Social Video Retrieval
This Wikipedia traffic decline is not only due to AI. Platforms such as TikTok, YouTube Shorts and Instagram Reels are revolutionizing the way the younger generation uses knowledge.
Instead of scrolling through pages of solid text, users now opt for small video explanations or impressive deconstructions of complex topics. “What is black hole theory?” Enter a 30-second animated clip can now be provided instead of a link to Wikipedia.
This is a sign of a wider change in consumer behaviour. Information is becoming increasingly entertainment-driven, personalized and visual – characteristics that do not sit well with Wikipedia’s neutral text form.

A Quiet Crisis for the Open Web
Wikipedia’s influence extends far beyond page views. It is a cornerstone of the open internet a volunteer created repository, cited by journalists, that provides the factual basis for many AI platforms. The continued decline in usage doesn’t just mean fewer readers; this can cut down on the number of editors and donations that keep the project alive.
Marshall Miller, vice president of the Wikimedia Foundation, recently said that AI systems usually use Wikipedia’s data, but don’t always give them credit. The result: AI gets more intelligent, but the human editors who maintain that information get less credit and support.
This is a dynamic that could undermine the viability of open knowledge ecosystems – if AI models continue to consume without returning.

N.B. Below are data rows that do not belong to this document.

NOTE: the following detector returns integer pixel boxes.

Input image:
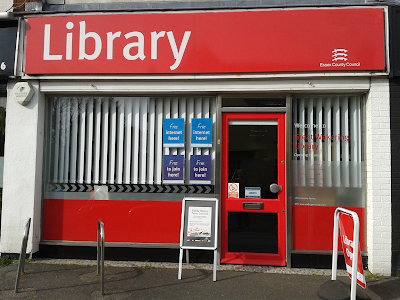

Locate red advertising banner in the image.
[25,8,385,75]
[339,213,366,288]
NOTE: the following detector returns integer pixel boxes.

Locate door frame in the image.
[221,112,287,266]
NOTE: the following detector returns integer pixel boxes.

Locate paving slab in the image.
[0,260,394,300]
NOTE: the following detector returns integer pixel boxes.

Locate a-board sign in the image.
[339,212,366,289]
[190,155,211,184]
[180,197,218,250]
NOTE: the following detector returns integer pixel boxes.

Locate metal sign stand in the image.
[332,207,360,300]
[178,197,218,281]
[14,218,31,293]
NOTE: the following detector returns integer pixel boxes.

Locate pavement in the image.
[0,259,400,300]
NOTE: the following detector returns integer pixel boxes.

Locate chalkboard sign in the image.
[181,197,218,250]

Wikipedia’s Balancing Act with AI
The Wikimedia Foundation is not resting on its laurels. It wants to partner with leading technology companies to ensure fair allocation and visibility in AI-generated content. It also asks developers to cite original Wikipedia sources when using their content.
While the company experiments with its own innovations from AI-powered editing tools to language expansion initiatives it appears to be holding its breath when it comes to introducing AI summaries to Wikipedia, insisting that human oversight and editorial judgment are necessary to protect factual accuracy.

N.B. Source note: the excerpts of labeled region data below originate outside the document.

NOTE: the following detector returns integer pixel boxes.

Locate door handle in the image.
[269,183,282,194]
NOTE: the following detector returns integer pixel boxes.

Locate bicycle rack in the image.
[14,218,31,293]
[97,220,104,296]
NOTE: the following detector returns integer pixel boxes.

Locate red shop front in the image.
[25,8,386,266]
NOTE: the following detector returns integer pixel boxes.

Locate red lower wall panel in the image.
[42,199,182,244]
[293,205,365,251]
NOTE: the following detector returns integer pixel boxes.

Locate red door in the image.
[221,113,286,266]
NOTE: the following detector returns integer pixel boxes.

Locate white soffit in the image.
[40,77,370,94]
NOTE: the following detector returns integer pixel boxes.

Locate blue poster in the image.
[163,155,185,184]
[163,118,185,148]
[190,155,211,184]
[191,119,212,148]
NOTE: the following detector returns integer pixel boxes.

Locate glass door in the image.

Wikipedia’s situation is evidence of a deeper truth: AI can make information more accessible, but it cannot replace the credibility due to human control.
Why This Change Matters to Everyone
The Wikipedia traffic decline is more than a platform issue it’s a canary-in-the-coal-mine for the web. When fewer people go to original sources, fewer write, reference, or verify facts. This can create an information feedback loop in the long run where AI repurposes existing content without generating new or improved knowledge.
There’s worry among experts that unless traffic picks up again across the open web, the quality of web-based information will run dry. AI systems are fed rich, human-created content but if creators themselves no longer have motivation to produce it, the entire ecosystem collapses.
What Can Be Done
Wikipedia’s relevance in the age of AI must be preserved on a community basis by technology companies, programmers and users:
- AI developers must ensure fair attribution and linking when using data from Wikipedia.
- Search engines should provide interfaces that encourage users to click on the source content.
- Users must appreciate the benefits of clicking and support open platforms that promote collective knowledge.
In short, it’s still important to click on the source article.
Conclusion: The recent Wikipedia traffic decline isn’t about less relevance it’s about changing behavior. Social media and AI have made information faster, more convenient and more graphically friendly, but convenience comes at a price.
As we move towards an AI-infused internet, the challenge will be to reconcile rapid response with accurate, human-controlled knowledge. The history of Wikipedia serves to remind us that the future of information doesn’t just depend on technology it also depends on whether we still care about the origins of our knowledge.